Trump has said his administration is not working with Iran’s new supreme leader, Mojtaba Khamenei, but he has declined to reveal the identify of “the top person” his team has allegedly been talking to or where that individual might be situated because “I don’t want them to be killed.”

Asked Monday what his designated negotiators, special envoy Steve Witkoff and son-in-law and financier Jared Kushner, were looking for in the talks, Trump said: “We want to see no nuclear bomb, no nuclear weapon, not even close to it, low-key in the missiles.”

“We want to see peace in the Middle East. We want the nuclear dust, we’re going to want that, and I think we’re going to get that,” he added, referring to Iran’s remaining nuclear materials — which he also continues to assert were “obliterated” by U.S. military strikes he ordered last June.

Complicating Trump’s contention are public statements from Witkoff in which he has said Iranian officials made clear, during a round of talks before the war broke out on Feb. 28, that they intended to pursue a uranium enrichment program and a nuclear weapon. Tehran has never agreed to give up its entire nuclear program, frustrating every recent American president.

But Trump seemed eager to downplay those details.

“Yeah, and we want no enrichment, but we also want the enriched uranium. If this happens, it’s a great start for Iran to build itself back and it’s everything that we want,” he said of a possible peace pact. “And it’s also great for Israel. And it’s great for the other Middle Eastern countries — Saudi Arabia, U.A.E., Qatar, all of them, Kuwait and Bahrain, in particular.”

It was not clear by Tuesday afternoon who was leading the alleged talks from the American side, as Trump told reporters that Vice President JD Vance and Secretary of State Marco Rubio also were involved.

 

‘All he’s doing is lying’

For their part, Iranian officials have denied that any formal negotiations have begun, telling reporters in the region that other countries have tried to intervene and passed some diplomatic messages.

“No negotiations have been held with the US, and fakenews is used to manipulate the financial and oil markets and escape the quagmire in which the US and Israel are trapped,” Iranian parliamentary Speaker Mohammad Bagher Qalibaf, reportedly a favorite of the White House to become even more powerful, wrote on X.

What’s more, Iran’s foreign minister signaled in a X post over the weekend that the Islamic Republic was dug in for a long fight.

“Our ancient civilization has three millennia of history of defending Iranians and the region from outsiders,” Abbas Araghchi wrote Saturday. “We are now writing a new chapter in that story.”

Trump over the weekend wrote on his own social media site that he would never make a deal with a “crazy” country like Iran.

Democratic lawmakers and analysts were not sold on Trump’s recent claims.

Maryland Sen.
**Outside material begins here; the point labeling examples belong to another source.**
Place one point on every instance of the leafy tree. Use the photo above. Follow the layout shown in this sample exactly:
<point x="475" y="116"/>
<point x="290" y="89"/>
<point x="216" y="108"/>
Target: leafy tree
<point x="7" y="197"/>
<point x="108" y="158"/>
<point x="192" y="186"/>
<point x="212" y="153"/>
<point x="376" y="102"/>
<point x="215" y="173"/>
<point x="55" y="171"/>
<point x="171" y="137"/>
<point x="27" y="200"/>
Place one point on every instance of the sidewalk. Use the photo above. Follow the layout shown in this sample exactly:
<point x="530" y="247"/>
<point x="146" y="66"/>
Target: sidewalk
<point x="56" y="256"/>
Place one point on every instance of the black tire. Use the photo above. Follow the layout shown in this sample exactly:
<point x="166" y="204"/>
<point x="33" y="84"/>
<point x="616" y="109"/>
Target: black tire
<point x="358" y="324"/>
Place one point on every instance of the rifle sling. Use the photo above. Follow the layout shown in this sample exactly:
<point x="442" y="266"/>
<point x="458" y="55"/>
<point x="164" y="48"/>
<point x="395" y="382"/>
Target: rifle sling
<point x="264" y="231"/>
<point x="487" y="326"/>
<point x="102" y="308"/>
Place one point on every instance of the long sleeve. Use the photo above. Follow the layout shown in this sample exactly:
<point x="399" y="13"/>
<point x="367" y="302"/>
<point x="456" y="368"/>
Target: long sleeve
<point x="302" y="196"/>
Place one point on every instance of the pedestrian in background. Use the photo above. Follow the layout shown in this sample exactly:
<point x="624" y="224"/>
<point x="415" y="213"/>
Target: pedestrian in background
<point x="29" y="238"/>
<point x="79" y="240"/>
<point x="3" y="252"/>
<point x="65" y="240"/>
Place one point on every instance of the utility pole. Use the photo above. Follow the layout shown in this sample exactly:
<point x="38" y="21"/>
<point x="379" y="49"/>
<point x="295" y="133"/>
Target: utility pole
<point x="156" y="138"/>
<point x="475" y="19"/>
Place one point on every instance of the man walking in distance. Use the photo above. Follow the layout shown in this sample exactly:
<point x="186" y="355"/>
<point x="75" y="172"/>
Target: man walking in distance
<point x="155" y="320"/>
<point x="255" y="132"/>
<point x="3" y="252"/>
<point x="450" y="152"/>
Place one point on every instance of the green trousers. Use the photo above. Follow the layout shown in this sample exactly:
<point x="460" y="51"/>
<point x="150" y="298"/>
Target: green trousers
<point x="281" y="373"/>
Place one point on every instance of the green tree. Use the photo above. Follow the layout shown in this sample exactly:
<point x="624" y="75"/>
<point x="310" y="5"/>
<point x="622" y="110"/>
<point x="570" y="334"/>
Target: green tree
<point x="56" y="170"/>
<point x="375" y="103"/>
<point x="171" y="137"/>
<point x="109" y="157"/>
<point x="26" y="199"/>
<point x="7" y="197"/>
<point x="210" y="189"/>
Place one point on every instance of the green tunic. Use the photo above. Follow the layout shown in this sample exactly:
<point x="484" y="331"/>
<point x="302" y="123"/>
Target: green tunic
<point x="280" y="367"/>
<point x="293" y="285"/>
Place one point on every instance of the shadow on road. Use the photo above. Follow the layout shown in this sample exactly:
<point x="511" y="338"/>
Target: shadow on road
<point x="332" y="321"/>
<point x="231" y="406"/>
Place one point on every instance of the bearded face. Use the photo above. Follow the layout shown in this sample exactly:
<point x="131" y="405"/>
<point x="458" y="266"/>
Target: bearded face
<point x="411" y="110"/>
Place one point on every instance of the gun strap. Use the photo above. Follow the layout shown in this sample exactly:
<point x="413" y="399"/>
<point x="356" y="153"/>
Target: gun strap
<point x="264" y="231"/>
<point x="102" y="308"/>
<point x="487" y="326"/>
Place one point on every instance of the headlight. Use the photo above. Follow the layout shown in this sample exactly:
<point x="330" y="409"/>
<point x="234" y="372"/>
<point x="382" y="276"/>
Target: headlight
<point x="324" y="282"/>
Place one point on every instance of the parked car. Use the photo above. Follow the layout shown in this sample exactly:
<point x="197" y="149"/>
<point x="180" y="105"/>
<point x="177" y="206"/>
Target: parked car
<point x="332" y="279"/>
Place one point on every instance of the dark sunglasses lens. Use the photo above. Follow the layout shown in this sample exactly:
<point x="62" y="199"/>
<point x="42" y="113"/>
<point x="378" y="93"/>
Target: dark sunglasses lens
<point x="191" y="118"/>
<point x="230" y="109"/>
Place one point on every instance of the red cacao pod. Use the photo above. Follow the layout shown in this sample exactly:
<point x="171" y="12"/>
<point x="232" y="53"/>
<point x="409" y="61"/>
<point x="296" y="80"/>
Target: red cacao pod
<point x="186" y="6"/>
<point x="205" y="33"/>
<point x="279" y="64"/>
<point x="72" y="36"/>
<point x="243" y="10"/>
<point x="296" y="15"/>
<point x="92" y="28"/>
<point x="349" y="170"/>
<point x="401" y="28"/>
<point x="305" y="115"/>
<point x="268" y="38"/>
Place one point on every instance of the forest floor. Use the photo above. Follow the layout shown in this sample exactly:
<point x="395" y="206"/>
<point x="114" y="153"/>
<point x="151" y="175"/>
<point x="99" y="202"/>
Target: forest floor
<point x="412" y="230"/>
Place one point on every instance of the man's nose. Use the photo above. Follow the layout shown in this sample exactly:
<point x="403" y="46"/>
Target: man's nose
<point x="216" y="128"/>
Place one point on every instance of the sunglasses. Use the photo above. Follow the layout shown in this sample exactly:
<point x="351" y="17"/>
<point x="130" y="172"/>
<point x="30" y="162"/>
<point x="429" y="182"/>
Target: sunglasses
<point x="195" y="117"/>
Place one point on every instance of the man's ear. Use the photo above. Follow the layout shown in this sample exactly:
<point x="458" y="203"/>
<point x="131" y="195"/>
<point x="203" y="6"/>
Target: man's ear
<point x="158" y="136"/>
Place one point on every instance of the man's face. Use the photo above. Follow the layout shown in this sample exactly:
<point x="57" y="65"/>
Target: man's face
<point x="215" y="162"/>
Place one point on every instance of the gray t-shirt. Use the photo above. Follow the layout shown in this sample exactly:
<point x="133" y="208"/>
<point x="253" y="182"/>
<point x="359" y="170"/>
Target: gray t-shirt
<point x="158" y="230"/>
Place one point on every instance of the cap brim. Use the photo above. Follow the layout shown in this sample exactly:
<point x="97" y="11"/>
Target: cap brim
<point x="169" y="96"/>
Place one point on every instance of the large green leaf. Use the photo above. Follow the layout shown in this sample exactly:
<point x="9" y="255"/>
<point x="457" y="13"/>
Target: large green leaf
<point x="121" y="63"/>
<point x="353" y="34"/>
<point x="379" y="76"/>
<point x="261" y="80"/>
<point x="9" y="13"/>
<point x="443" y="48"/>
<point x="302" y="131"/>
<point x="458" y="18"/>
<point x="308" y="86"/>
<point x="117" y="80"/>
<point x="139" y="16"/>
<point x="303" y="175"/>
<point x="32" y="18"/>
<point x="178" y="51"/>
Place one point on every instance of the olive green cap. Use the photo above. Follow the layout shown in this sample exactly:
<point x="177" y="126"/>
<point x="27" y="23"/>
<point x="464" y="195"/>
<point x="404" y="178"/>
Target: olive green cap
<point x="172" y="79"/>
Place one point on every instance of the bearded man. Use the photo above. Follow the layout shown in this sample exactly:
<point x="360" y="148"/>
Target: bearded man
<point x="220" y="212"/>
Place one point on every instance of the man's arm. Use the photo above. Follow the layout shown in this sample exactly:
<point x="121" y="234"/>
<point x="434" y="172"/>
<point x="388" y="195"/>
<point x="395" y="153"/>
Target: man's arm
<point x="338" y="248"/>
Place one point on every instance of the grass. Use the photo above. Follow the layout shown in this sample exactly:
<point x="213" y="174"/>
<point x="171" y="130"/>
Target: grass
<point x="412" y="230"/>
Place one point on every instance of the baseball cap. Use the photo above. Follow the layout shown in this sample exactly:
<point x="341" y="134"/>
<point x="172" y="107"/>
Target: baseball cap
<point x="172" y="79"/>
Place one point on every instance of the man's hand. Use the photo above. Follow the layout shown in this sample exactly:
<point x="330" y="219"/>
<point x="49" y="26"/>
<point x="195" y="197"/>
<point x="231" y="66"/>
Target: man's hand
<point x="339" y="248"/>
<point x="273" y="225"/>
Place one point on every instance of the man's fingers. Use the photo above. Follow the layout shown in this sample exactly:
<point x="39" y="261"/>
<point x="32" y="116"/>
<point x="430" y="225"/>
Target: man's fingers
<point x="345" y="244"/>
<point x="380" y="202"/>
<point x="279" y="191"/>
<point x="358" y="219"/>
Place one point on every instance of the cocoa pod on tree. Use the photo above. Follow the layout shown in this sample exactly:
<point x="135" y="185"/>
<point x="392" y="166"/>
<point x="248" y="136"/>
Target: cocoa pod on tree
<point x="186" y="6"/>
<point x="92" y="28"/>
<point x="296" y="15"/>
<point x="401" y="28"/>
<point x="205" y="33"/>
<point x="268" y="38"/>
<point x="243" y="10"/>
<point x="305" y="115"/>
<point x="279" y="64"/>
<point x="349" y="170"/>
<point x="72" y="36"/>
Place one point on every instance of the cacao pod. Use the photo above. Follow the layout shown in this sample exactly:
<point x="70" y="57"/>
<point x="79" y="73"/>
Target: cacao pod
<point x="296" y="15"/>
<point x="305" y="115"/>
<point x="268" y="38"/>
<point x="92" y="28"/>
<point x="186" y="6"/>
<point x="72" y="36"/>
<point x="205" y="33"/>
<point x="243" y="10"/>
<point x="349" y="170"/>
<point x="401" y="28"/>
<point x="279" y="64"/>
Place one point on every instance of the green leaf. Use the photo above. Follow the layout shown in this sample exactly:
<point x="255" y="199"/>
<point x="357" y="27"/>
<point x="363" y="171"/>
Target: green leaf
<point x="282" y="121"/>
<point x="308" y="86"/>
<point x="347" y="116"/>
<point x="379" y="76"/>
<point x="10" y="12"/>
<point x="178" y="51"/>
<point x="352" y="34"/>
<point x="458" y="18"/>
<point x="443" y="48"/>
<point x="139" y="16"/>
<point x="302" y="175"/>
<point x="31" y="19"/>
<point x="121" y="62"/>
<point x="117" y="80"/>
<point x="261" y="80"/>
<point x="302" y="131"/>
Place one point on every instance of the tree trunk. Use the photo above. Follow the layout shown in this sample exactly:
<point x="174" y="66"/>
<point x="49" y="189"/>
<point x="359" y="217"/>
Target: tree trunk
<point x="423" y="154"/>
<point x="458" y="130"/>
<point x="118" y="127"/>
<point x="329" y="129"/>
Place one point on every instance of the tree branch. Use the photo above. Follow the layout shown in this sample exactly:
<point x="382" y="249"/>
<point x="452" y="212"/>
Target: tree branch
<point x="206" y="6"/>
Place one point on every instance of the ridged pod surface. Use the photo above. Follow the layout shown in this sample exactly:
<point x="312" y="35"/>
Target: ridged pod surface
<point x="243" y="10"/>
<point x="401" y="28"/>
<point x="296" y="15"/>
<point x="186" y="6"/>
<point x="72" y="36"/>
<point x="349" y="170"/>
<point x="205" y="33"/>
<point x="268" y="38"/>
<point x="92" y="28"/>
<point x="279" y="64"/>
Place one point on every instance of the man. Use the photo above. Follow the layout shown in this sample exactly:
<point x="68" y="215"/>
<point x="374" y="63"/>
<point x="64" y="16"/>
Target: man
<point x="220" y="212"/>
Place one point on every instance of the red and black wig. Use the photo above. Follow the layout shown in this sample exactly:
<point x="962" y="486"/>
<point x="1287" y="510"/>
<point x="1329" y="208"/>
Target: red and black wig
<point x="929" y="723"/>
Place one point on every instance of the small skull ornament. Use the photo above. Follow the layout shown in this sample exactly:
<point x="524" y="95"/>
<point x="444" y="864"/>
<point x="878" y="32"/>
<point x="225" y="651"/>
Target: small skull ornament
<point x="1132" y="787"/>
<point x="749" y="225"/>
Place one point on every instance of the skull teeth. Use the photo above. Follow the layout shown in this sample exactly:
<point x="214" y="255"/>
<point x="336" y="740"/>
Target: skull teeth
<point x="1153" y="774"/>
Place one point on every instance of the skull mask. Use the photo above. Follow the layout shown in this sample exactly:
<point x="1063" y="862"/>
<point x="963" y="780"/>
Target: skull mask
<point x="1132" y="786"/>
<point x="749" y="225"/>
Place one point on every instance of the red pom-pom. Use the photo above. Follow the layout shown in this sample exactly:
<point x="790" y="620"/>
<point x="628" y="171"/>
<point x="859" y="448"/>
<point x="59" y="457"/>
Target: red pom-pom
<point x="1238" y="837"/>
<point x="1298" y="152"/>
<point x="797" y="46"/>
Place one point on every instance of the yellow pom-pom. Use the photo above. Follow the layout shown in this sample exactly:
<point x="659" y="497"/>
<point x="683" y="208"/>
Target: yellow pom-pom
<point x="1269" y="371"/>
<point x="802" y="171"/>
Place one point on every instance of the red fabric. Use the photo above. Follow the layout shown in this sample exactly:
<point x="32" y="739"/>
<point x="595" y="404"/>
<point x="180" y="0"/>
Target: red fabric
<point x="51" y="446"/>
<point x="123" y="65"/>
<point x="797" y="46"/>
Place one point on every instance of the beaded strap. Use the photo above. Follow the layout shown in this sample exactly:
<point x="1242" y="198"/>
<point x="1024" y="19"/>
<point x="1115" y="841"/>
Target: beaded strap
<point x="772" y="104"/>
Chris Van Hollen wrote on X on Monday that “3 weeks into Donald Trump’s war of choice in Iran, and all he’s doing is lying. He lied to get us into this war, and now he’s lying about getting us out of it,” adding: “It’s time to end this war NOW.”

Aaron David Miller, a former senior adviser at the State Department under Republican and Democratic presidents, said on X, “Trump’s war choice has not accomplished his military goals — Iran can still attack Gulf and manipulate Straits and will need to make compromises to open them. No nukes; no enrichment, good luck with that. A singularly incompetent use of America’s power.”

What’s more, there were reasons why the American leader’s description of the alleged weekend talks likely were too optimistic, according to Miller.

“Negotiations with Iran have two speeds — slow and slower,” Miller wrote on X. “Trump loves peace plans with double digit points. It will be fascinating to see if sanctions relief is on the table in addition to international guarantees even a UNSC Resolution. Iran goes from pariah to partner.”